Baldassare Castiglione, painting by Raffaello Sanzio from 1514.

The Book of the Courtier was to have great influence for generations, not least during the Elizabethan era, and thus laid the foundations for what was classed as good manners among gentlemen in England for centuries to come.

Il Cortegiano was one of the most popular books of the 16th century and was published in six languages in Europe.

Characteristics of an English gentleman from Richard Brathwait’s book The Complete English Gentleman, 1630. Here again, the author is influenced by the book Il Cortegiano.

The birth of the term Sprezzatura

Il Cortegiano is based on Baldassare Castiglione’s own experiences at the court in Urbino and is a handbook in dialogue form about the ideal court and the perfect courtier.
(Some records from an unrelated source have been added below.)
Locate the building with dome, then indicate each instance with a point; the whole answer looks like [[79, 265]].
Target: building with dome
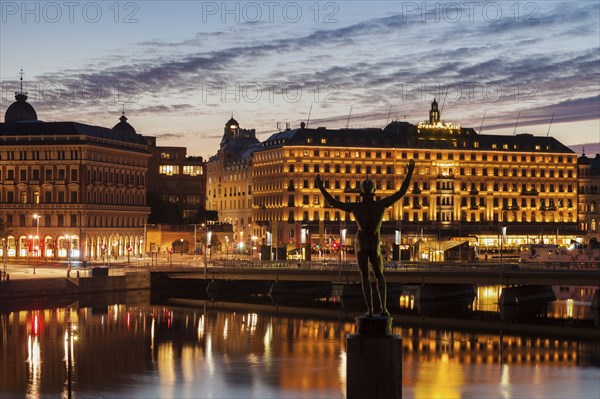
[[229, 185], [465, 185], [69, 189]]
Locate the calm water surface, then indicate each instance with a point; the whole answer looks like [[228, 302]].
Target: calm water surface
[[135, 347]]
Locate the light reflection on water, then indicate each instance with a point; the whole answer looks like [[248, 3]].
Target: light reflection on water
[[218, 349]]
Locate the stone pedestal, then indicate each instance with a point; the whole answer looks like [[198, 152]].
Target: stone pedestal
[[374, 360]]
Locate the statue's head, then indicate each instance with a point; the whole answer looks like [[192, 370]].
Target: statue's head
[[367, 188]]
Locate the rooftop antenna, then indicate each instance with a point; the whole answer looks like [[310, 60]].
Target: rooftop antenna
[[482, 119], [516, 123], [348, 123], [549, 126], [21, 73], [388, 119], [443, 101]]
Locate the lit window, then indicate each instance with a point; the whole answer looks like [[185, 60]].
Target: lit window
[[168, 169], [192, 170]]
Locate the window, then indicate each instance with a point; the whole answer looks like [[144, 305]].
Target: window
[[168, 170], [196, 170]]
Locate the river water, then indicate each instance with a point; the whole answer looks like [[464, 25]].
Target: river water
[[135, 345]]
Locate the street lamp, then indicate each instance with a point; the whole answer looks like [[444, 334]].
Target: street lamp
[[37, 232], [254, 238], [502, 237], [68, 237], [4, 255], [29, 248]]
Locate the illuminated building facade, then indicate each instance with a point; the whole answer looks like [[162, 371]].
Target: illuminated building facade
[[229, 188], [589, 197], [464, 184], [178, 179], [70, 190]]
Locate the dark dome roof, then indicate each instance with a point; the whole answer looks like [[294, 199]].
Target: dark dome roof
[[20, 110], [123, 128]]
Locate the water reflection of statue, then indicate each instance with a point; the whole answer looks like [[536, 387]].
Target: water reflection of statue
[[369, 214]]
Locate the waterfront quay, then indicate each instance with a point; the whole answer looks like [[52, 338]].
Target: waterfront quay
[[408, 273], [51, 279]]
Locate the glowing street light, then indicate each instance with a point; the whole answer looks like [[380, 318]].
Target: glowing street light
[[68, 237]]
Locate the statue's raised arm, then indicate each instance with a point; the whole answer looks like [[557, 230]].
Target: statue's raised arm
[[389, 201], [332, 201]]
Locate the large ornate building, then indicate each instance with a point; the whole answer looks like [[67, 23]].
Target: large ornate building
[[229, 188], [589, 197], [465, 184], [68, 189]]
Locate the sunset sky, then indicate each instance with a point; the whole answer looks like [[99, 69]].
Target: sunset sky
[[182, 68]]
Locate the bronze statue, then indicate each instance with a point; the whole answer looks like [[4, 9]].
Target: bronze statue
[[369, 214]]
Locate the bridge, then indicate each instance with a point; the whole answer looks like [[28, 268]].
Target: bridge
[[474, 274]]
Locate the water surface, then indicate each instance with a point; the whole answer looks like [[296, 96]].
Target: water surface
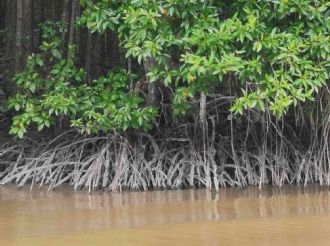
[[235, 216]]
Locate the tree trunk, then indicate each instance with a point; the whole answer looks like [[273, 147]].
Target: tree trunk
[[153, 87], [19, 36]]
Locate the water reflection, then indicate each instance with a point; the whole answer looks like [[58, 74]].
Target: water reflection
[[63, 211]]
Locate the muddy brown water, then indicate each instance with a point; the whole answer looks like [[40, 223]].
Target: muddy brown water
[[248, 216]]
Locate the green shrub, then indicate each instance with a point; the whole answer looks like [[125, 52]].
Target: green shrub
[[52, 87]]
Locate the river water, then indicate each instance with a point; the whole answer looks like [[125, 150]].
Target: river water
[[234, 216]]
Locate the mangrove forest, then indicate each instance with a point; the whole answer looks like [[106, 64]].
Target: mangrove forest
[[164, 94]]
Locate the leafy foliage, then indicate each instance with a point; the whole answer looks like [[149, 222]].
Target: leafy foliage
[[277, 49], [53, 87]]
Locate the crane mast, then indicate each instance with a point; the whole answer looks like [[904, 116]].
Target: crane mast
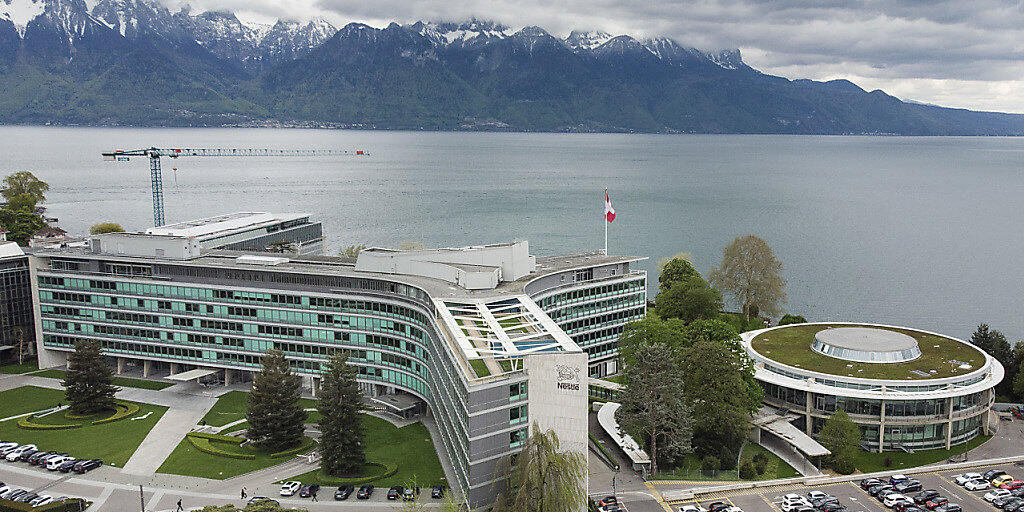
[[156, 176]]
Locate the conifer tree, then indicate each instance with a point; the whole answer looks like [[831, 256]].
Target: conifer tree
[[275, 416], [88, 384], [340, 406]]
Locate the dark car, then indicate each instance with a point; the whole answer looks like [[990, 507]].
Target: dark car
[[365, 492], [908, 486], [925, 496], [879, 489], [867, 483], [86, 466], [343, 493], [395, 493]]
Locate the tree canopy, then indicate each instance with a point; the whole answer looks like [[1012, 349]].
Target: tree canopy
[[688, 298], [105, 227], [275, 416], [750, 273]]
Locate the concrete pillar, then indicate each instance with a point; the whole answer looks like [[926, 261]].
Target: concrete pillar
[[882, 427]]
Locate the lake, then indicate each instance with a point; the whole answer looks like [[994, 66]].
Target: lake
[[921, 231]]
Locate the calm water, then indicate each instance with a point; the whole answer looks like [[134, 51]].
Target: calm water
[[918, 231]]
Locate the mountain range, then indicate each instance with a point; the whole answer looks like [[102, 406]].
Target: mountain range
[[137, 62]]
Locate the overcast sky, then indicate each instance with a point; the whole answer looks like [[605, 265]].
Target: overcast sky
[[967, 53]]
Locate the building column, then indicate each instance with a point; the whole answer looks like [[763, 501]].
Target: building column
[[949, 423]]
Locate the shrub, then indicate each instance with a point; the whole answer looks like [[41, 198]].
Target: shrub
[[747, 471]]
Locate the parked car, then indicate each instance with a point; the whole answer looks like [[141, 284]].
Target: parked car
[[925, 496], [394, 493], [86, 466], [907, 486], [290, 487], [365, 492], [995, 494], [977, 484], [867, 483], [343, 493], [966, 477]]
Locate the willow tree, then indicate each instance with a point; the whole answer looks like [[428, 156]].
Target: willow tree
[[750, 273], [544, 478]]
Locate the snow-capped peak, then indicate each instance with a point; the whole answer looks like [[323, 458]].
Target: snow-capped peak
[[20, 12], [581, 40]]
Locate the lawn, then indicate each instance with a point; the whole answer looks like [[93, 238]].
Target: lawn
[[410, 448], [28, 399], [114, 442], [791, 345], [118, 381], [868, 462], [187, 461], [24, 368]]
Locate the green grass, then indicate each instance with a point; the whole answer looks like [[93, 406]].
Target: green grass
[[187, 461], [28, 399], [410, 448], [791, 345], [24, 368], [118, 381], [869, 462], [114, 442]]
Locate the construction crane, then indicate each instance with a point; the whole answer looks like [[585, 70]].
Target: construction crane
[[155, 154]]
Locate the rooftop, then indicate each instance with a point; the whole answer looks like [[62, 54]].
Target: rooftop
[[941, 356]]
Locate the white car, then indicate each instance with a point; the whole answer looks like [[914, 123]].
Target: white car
[[14, 454], [995, 494], [966, 477], [895, 499], [977, 484], [290, 487]]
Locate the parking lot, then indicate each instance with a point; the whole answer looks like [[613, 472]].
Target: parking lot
[[852, 497]]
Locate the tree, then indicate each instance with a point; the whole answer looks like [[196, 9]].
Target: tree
[[25, 189], [720, 394], [340, 404], [665, 422], [22, 222], [674, 269], [88, 383], [787, 320], [750, 273], [275, 418], [352, 251], [544, 478], [688, 299], [105, 227], [842, 437]]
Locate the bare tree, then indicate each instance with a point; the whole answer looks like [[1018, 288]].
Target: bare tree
[[750, 273]]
It details philosophical and cultural discussions undertaken in Urbino. The book is also known as the courtier’s equivalent of Machiavelli’s The Prince.

The book’s definition of the courtier was to become a style-setter for the Renaissance. In the Middle Ages, the ideal was a brave knight who distinguished himself on the battlefield with his skill in the art of combat, but the Renaissance also demanded that nobility be versed in classical literature and behave politely.

This is also where the term sprezzatura came into play. He described it as the art of making the most brilliant of skills seem natural – as if no thought had been given to them at all.

The book describes the ideal courtier as one with a good voice, with beautiful, elegant and brave words – along with correct posture and gestures. At the same time, the courtier of this era was also expected to be athletic, have a warrior’s spirit and a good knowledge of subjects such as art and literature.

An interesting detail in the book is that members of the court spend a whole four evenings trying to describe the perfect gentleman. In the debate, topics such as humour, women, love and who is really a nobleman are especially prominent.

How many people spend four consecutive evenings discussing these topics in today’s society?